Embedded real-time infrared and visible image fusion for UAV surveillance

2021 
Infrared and visible image fusion is a beneficial processing task for Unmanned Aerial Vehicle (UAV) surveillance, which can improve visibility by combining the advantages of the infrared camera and the visible light camera. An embedded onboard solution is necessary for UAV-based surveillance missions because it reduces the amount of data that are transmitted to the ground. In this paper, we propose an infrared and visible light image fusion method and implement it on two platforms with commonly used HW accelerators for embedded vision applications: Zedboard (ARM + FPGA) and NVIDIA TX1 (ARM + GPU), and compare their performances. To verify the usefulness of image fusion, we carry out sufficient experiments to prove that image fusion can improve the target detection ability of a UAV in different scenes. The detection rate for target detection is up to 0.926 in our experiments.
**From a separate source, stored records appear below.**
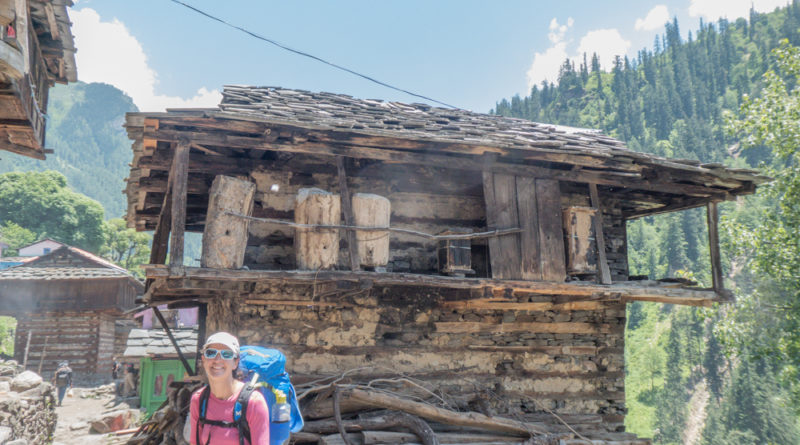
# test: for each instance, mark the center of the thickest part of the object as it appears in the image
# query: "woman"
(217, 425)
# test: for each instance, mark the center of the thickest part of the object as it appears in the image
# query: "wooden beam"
(448, 159)
(605, 273)
(627, 291)
(180, 173)
(347, 209)
(712, 216)
(174, 342)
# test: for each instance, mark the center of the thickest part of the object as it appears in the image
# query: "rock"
(114, 421)
(26, 381)
(78, 426)
(5, 434)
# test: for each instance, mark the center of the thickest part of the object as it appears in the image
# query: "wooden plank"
(474, 327)
(602, 261)
(180, 171)
(712, 216)
(347, 209)
(530, 253)
(551, 232)
(500, 194)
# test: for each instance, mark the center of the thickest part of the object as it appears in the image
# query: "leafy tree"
(769, 318)
(15, 236)
(125, 246)
(42, 203)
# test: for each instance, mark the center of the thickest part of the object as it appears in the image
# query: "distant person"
(116, 367)
(129, 385)
(62, 378)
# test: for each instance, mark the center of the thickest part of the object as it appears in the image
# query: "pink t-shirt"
(216, 409)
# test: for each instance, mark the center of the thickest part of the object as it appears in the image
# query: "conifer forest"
(726, 92)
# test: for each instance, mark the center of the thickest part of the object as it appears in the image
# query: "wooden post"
(172, 339)
(27, 348)
(225, 236)
(317, 248)
(180, 170)
(41, 357)
(202, 314)
(352, 243)
(712, 216)
(372, 211)
(605, 273)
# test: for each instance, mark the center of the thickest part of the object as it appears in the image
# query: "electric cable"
(311, 56)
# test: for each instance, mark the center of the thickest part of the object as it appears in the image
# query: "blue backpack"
(264, 370)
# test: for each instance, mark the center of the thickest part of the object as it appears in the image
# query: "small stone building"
(484, 255)
(66, 304)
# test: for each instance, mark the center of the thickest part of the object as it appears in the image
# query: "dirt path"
(76, 413)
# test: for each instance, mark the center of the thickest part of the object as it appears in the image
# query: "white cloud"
(545, 65)
(654, 19)
(731, 9)
(607, 43)
(107, 52)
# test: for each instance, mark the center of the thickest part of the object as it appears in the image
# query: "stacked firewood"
(344, 411)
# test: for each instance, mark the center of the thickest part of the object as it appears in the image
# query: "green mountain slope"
(91, 148)
(672, 100)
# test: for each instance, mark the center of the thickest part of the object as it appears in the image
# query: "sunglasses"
(226, 354)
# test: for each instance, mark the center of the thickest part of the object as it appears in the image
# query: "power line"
(311, 56)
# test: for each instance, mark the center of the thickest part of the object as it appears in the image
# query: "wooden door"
(533, 205)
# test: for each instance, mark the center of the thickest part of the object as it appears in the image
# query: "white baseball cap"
(223, 338)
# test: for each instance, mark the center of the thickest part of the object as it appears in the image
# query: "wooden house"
(484, 255)
(36, 51)
(66, 303)
(157, 362)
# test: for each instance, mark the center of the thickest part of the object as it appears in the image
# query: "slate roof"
(422, 121)
(155, 342)
(24, 272)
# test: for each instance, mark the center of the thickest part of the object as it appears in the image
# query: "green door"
(156, 375)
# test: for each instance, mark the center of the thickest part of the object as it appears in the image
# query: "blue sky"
(466, 53)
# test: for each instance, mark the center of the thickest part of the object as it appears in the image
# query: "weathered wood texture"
(225, 236)
(86, 340)
(317, 249)
(370, 210)
(566, 357)
(534, 205)
(579, 232)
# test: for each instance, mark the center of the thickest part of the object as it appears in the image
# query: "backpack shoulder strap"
(240, 412)
(202, 411)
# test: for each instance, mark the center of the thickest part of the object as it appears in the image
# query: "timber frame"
(178, 153)
(506, 203)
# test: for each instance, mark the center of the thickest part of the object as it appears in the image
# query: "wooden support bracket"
(605, 273)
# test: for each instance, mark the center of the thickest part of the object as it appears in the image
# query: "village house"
(67, 303)
(484, 256)
(36, 52)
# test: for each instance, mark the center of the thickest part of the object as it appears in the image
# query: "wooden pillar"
(352, 242)
(225, 236)
(316, 248)
(180, 173)
(602, 261)
(712, 216)
(372, 211)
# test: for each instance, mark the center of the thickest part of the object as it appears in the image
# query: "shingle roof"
(155, 342)
(24, 272)
(422, 121)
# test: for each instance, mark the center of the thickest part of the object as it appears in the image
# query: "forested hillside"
(725, 375)
(84, 128)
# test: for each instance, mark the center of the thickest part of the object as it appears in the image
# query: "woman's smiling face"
(217, 367)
The execution times on the ZedBoard and the TX1 are, respectively, 205.3 FPS and 36.6 FPS (38 $$\times$$ and 6.7 $$\times$$ in comparison to an ARM Cortex-A9 processor). Our results also show that the ZedBoard achieves an energy/frame reduction ratio of 7.1 $$\times$$ and 18.9 $$\times$$ respectively compared to the TX1 and the ARM CPU. This work is based on a UAV platform designed by ourselves, and all image sets are real scenes that we have captured. This demonstrates that the proposed method is viable and reflects the actual needs of real UAV surveillance systems.